Saran yang tak akan Ellene terima.
"Banyak yang make referensi dari Google apalagi Brainly. Gue gak mau sama."
Orka mengembuskan napasnya penat, lantas setengah berbisik, "cuma makalah PPKN, El, bukan buat skripsi. Ribet harus nyari buku satu-satu."
Gadis itu tak menggubrisnya, lebih memilih beralih ke rak selanjutnya untuk mencari buku. Namun, ternyata rak yang disinggahinya adalah rak buku pelajaran Bahasa Indonesia.
"El, kalo idiom apaan?" tanya Orka, mendekati sahabatnya sambil membawa sebuah buku yang dibukanya.
"Siapa yang megang bukunya? Kok malah nanya sama orang?" sinis Ellene. "Lagian lo gak belajar Bahasa Indonesia gitu sampe gak tahu idiom?"

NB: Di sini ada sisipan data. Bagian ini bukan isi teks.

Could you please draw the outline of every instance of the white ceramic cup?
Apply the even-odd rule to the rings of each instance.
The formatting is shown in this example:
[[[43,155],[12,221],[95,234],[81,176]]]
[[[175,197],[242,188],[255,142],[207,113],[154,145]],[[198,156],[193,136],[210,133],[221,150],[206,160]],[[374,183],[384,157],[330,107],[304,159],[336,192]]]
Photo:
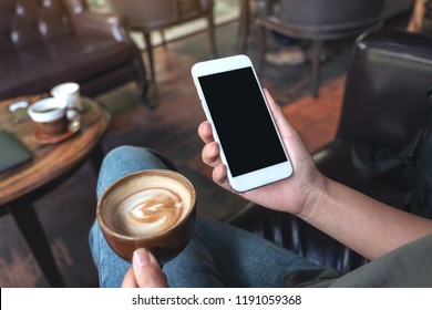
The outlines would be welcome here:
[[[68,108],[82,111],[80,84],[74,82],[59,84],[50,93],[53,97],[65,100]]]
[[[66,107],[63,99],[45,97],[31,104],[27,112],[38,130],[47,135],[59,135],[68,131]]]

Orka memilih mengabaikan gadis itu yang melihat-lihat buku di rak Bahasa Indonesia. Pemuda itu sibuk membolak-balik halaman buku secara acak, mencari sesuatu yang menarik.
Ellene melirik ke arah Orka yang menatapnya. Ellene seperti mendengar bisikan dari pemuda itu barusan.
"Lo ngomong sesuatu barusan? 'Ai' apa?" tanya Ellene dengan suara yang rendah.
Orka menggeleng singkat. "Bukunya bagus. Lo harus pinjem."
Orka berlalu begitu saja setelah menyerahkan buku idiom itu pada Ellene yang menautkan kedua alisnya.
Aneh. Gue kayak denger dia bilang sesuatu.
🏀
Halo, Guys!
Selamat datang di kisahnya mereka! Semoga kaliam enjoy, ya! See you!
Footnote :
¹ Muka lo nyala (di sini, konteksnya menyanggah Orka dengan ucapan kasar)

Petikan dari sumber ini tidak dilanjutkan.